All three women — West, Tovar, and Irby — write and speak about their experiences as fat women. All have books to their name and strong social media platforms. For those of us, like myself, who advocate for fat acceptance and body positivity, they all carry familiar names.

Being an “advocate for fat acceptance and body positivity” in the feminist movement is an increasingly overcrowded niche — everybody’s doing it, and therefore the competition among such “advocates” is merciless. Virgie Tovar complains the left-wing “call-out culture” she tried to leverage against Lindy West got turned against her:

The fact that Lindy West or any of the other white people on Shrill team didn’t step up to take accountability and instead allowed this to become a fight between two women of color is truly despicable. . . . Irby’s actions have impacted me, have hurt me, and I know mine have hurt her too. I know that Irby’s experiences and mine are not the same, but I do know I experience racism too. Racism looks like not seeing yourself when you try to find stories that make you feel like you really exist. Racism is being told by a white woman that your work doesn’t matter enough to be part of the conversation you’ve dedicated your life to for a decade.

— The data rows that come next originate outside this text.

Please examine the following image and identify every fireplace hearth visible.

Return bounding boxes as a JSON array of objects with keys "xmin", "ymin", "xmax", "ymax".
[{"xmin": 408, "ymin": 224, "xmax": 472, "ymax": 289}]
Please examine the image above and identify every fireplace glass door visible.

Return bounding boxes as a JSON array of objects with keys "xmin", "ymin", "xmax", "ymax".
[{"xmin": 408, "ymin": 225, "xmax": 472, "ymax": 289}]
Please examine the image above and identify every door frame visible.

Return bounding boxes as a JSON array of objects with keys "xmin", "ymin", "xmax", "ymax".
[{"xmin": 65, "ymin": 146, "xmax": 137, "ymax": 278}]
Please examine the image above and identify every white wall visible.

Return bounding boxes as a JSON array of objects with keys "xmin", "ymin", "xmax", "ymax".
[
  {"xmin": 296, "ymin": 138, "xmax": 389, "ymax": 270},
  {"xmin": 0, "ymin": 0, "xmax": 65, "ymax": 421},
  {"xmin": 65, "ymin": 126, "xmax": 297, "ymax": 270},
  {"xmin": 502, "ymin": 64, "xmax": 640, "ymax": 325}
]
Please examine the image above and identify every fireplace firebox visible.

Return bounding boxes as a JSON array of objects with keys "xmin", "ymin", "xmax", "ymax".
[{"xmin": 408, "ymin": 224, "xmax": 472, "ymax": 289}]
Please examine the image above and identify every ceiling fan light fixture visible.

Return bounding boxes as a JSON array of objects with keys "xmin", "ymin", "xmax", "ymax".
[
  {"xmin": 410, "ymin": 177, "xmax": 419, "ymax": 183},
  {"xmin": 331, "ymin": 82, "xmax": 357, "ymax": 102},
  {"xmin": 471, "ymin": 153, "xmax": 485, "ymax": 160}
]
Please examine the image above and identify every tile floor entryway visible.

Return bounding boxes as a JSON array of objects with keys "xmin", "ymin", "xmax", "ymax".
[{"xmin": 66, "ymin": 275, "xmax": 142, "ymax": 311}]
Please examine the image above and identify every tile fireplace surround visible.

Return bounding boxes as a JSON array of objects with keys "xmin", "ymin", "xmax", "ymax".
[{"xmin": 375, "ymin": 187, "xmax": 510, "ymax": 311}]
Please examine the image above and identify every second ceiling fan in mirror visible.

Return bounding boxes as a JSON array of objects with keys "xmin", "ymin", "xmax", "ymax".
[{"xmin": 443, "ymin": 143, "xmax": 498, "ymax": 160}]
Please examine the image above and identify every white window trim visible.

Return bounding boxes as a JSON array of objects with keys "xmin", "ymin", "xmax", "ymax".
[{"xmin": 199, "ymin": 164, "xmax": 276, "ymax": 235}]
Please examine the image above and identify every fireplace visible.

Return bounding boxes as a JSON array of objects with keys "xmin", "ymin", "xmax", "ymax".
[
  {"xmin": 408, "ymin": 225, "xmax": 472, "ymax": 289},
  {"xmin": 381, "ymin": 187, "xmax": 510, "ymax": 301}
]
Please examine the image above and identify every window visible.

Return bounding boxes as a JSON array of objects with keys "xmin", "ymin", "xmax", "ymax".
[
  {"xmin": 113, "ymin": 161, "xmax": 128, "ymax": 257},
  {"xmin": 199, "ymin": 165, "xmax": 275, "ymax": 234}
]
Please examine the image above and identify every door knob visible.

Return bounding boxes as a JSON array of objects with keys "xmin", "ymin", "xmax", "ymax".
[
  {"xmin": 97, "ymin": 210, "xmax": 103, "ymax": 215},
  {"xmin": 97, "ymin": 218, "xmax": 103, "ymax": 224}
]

All it would have taken is an email, a phone call, a small payment and a writer’s credit to pacify Virgie Tovar, if the creators of the Hulu show had the presence of mind to do this in advance. But the recent boom in feminist propaganda TV means it’s amateur hour on these productions, and nobody in charge recognized that Irby had written a scene for Shrill clearly inspired by Tovar’s story. The larger issue (pardon the pun) is that feminists are reframing obesity — a serious health problem in the United States — as a sort of resistance to the patriarchy. While I have great sympathy for plump women who complain, quite rightly, about the endless bombardment of media images of skeletal fashion models, and advertisements for weight-loss products of dubious effectiveness, such legitimate complaints must be considered separately from attempts to turn “fat activism” into a political movement. To say that Lindy West (or Virgie Tovar or any other fat woman) is a victim of patriarchal oppression is transparently an effort to organize a new grievance lobby, to indoctrinate fat women with the belief that political activism is the solution to their personal problems. What this is about is recruiting constituents for the Democrat Party by convincing them that the way to fight back against fat-shaming “sexists” is to elect more Democrats.

Astute readers will note that nobody is offering book contracts or TV deals to fat men complaining about their weight problems. The progressives who control the publishing industry and Hollywood have no sympathy for fat men, or for any men at all, really. Everything for progressives is now about promoting feminism, to widen the electoral “gender gap” in favor of Democrats. Do not be deceived.